IgE-mediated immunodetection of native (a) and recombinant (b) Poly p 5. Serum samples: P1-P10 = individual sera from patients previously diagnosed with specific IgE to P. paulista venom; N = pool of five serum samples from nonsensitized healthy volunteers, as negative control. The molecular weight marker (kDa) is indicated.
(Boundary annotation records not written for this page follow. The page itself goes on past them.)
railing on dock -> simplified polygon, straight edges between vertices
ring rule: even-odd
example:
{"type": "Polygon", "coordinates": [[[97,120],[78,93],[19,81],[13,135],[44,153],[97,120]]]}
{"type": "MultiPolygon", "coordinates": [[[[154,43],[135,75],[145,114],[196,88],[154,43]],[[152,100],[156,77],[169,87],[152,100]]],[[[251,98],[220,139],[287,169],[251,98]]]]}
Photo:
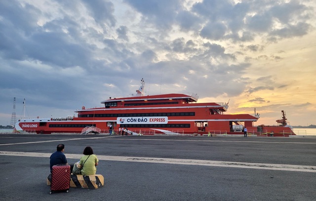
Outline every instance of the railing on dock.
{"type": "Polygon", "coordinates": [[[154,135],[190,135],[191,134],[185,134],[184,131],[183,130],[167,130],[166,132],[164,133],[157,133],[155,132],[154,134],[154,135]]]}
{"type": "Polygon", "coordinates": [[[260,131],[258,131],[257,130],[248,130],[247,131],[247,134],[248,135],[267,137],[268,135],[270,134],[270,133],[268,133],[268,130],[262,130],[260,131]]]}
{"type": "Polygon", "coordinates": [[[221,130],[208,130],[208,135],[211,136],[228,136],[227,134],[227,131],[221,131],[221,130]]]}

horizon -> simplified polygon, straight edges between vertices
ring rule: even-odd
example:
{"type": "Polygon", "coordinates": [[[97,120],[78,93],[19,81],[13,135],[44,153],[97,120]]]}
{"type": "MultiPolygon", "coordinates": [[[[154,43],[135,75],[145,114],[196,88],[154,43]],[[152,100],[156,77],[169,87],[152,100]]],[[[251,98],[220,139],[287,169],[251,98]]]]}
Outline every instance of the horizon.
{"type": "Polygon", "coordinates": [[[0,125],[107,97],[197,94],[227,113],[316,124],[316,1],[0,1],[0,125]]]}

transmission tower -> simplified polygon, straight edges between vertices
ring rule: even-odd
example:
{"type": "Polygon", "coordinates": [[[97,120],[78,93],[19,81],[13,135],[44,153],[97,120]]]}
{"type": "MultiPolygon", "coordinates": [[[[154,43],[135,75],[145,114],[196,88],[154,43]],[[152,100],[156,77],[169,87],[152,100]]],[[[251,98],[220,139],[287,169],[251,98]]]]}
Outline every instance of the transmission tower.
{"type": "Polygon", "coordinates": [[[12,116],[11,116],[11,123],[10,125],[12,127],[14,127],[16,123],[16,115],[15,114],[15,97],[13,99],[13,112],[12,113],[12,116]]]}

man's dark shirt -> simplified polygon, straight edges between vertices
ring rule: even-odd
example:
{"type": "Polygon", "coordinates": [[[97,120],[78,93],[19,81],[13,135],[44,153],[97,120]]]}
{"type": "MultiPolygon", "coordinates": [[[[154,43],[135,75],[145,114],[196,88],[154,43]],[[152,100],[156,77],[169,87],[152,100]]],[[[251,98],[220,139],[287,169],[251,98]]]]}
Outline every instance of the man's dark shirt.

The results of (a,b) are supported by the in silico analyses of the 3-D models of nPoly p 5 and rPoly p 5 showing the high structural homology between them (c) which is predicted by the presence of commons linear and conformational epitopes. The root-mean-square deviation (RMDS) of atomic positions of the 3-D models from nPoly p 5 and rPoly p 5 compared to the template 3-D model (Ves v 5, PDB 1QNX) is showed in the blue box.